School-age (6-12 years). These children are likely to be scared, confused, and overwhelmed by a placement move. This can hinder their ability to process new information. Because children this age are often unable to remember what is told to them about the move, they may develop distorted ideas about the reasons for placement. Their grief responses will often affect their schoolwork and behavior. They may be anxious or depressed, lose interest in activities, or have changes in eating and sleeping. They may also show greater impulsivity or aggression.

To make moves easier for children this age:

  • Ask them what they need to help them feel comfortable and supported. This gives them a sense of control and builds trust.
  • Listen to their feelings, answer questions, and assure them they are not to blame.
  • Tell them—in a sensitive way—what is happening with their family. Repeat as needed.
  • Provide the child with age-appropriate books related to grief, loss, or foster care.
  • Maintain their contact with parents and siblings through all available means (visits, calls, email, text, FaceTime, etc.).
  • Partner with the child’s teachers so they are supported in and out of school.
  • Support their involvement in extracurricular activities.

Adolescence (13-17 years). Issues of independence, resistance, alienation from adults, and separation from parents are developmentally normal for all youth at this stage. A placement move can complicate or hinder this developmental work for youth in foster care.

For example, the stress and loss of a move may make a teen feel more vulnerable and needy at a time when they would normally be feeling independent and focused on their lives outside the family. Or, they may feel the need to attend to younger siblings, which may mean they have less time and energy for their own development.
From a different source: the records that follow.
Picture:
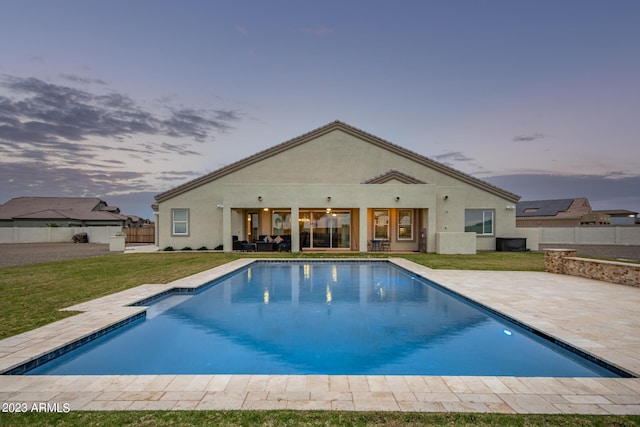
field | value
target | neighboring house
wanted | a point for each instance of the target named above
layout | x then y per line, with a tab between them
558	213
59	212
620	216
337	188
134	221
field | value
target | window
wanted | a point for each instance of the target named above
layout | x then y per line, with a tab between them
180	222
405	224
480	221
281	223
381	224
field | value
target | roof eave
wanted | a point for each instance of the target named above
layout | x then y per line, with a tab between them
299	140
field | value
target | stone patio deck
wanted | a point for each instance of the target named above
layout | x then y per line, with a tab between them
598	317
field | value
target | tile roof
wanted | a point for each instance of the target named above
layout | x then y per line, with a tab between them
279	148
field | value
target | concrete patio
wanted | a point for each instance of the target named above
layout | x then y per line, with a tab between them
598	317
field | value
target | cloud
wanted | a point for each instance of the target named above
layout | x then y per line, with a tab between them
317	31
528	138
48	112
80	139
78	79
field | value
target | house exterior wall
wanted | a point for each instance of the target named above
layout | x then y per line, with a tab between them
335	165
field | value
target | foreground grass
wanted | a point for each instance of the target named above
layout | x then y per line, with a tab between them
308	418
33	295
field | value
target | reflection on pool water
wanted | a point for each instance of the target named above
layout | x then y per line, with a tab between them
322	318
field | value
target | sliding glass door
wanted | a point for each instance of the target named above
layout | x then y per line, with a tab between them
325	229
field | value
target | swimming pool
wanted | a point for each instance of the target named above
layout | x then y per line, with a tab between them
322	318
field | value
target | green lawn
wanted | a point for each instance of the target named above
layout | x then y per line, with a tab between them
33	295
307	418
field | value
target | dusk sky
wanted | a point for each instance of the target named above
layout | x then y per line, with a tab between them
124	99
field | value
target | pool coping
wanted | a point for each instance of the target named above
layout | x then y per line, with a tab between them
540	300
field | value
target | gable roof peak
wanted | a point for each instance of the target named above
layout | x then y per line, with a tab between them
323	130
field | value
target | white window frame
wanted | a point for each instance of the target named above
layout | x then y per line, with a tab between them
487	214
410	225
175	222
384	212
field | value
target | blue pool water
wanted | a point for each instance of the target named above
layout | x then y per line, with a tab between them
322	318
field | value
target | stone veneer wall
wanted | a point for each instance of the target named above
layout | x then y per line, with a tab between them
564	261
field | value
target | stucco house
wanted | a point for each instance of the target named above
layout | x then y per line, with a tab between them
337	188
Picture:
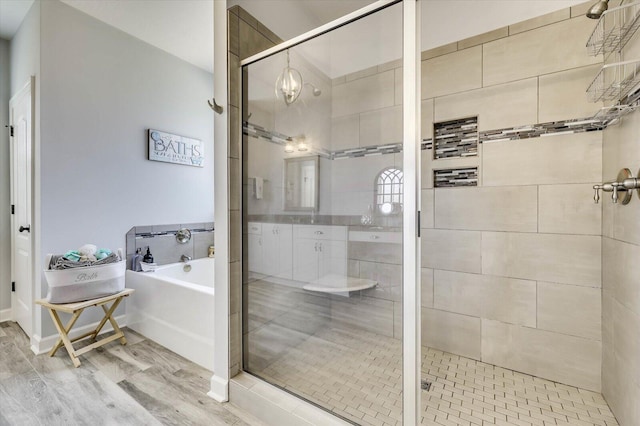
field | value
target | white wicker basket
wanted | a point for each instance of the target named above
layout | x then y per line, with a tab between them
85	283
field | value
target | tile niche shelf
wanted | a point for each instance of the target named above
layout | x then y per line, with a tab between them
614	29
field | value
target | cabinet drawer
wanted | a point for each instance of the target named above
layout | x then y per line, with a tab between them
376	237
321	232
254	228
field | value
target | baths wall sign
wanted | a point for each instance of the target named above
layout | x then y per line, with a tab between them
170	148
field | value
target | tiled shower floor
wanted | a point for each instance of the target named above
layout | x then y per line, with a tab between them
357	374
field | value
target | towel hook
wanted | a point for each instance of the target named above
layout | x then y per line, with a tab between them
214	106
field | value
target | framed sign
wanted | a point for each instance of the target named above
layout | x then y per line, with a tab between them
175	149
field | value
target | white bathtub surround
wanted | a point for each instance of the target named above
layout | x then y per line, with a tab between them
175	308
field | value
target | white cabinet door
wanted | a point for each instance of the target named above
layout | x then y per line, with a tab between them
255	253
284	261
333	258
305	260
269	249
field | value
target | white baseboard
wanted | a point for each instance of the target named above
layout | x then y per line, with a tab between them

Youth at this stage experience grief much like adults. They may act out or self-medicate with drugs or alcohol to manage the intense feelings. Be prepared—in adolescence the anger stage of grieving may be the most noticeable. The anger may be directed towards any number of sources, such as birth parents, workers, foster parents, or peers.

Many of the strategies to make moves easier at this stage are the same as for school-aged children. Additionally:

  • Involve adolescents in decision-making. Give choices whenever possible.
  • Give them the helpful handbook, “Understanding Foster Care.”
  • Avoid changing schools. This will help them academically and sustain positive social connections/relationships that provide them emotional support.
  • Promote normalcy. Encourage their involvement in activities (proms, driving, etc.) that will help them develop additional healthy, supportive relationships.

These strategies will build the social and emotional competence of children and youth, which is a protective factor that enables children and youth to thrive. Building their competence in this area helps them self-regulate their behavior, effectively communicate their feelings, and interact positively with others. Also, boosting emotional competence helps young people get back on track (or stay on track) with developmental milestones.

One More Tip

There is one more strategy that can make placement moves easier for everyone. Be sure to plan for and use respite care. Work with a few other foster families to develop a network of respite support and use them often. This concrete support is another protective factor that will help you manage your stress and sustain the strength needed to support children and youth when they are grieving. Though being a resource parent is rewarding, it’s hard to do it well if you are overwhelmed.

Respite may be short-term, but that temporary relief can improve your family’s health and stability and ultimately lead to better outcomes for youth in your care.

Rick Zechman is an educational specialist with the UNC-CH School of Social Work.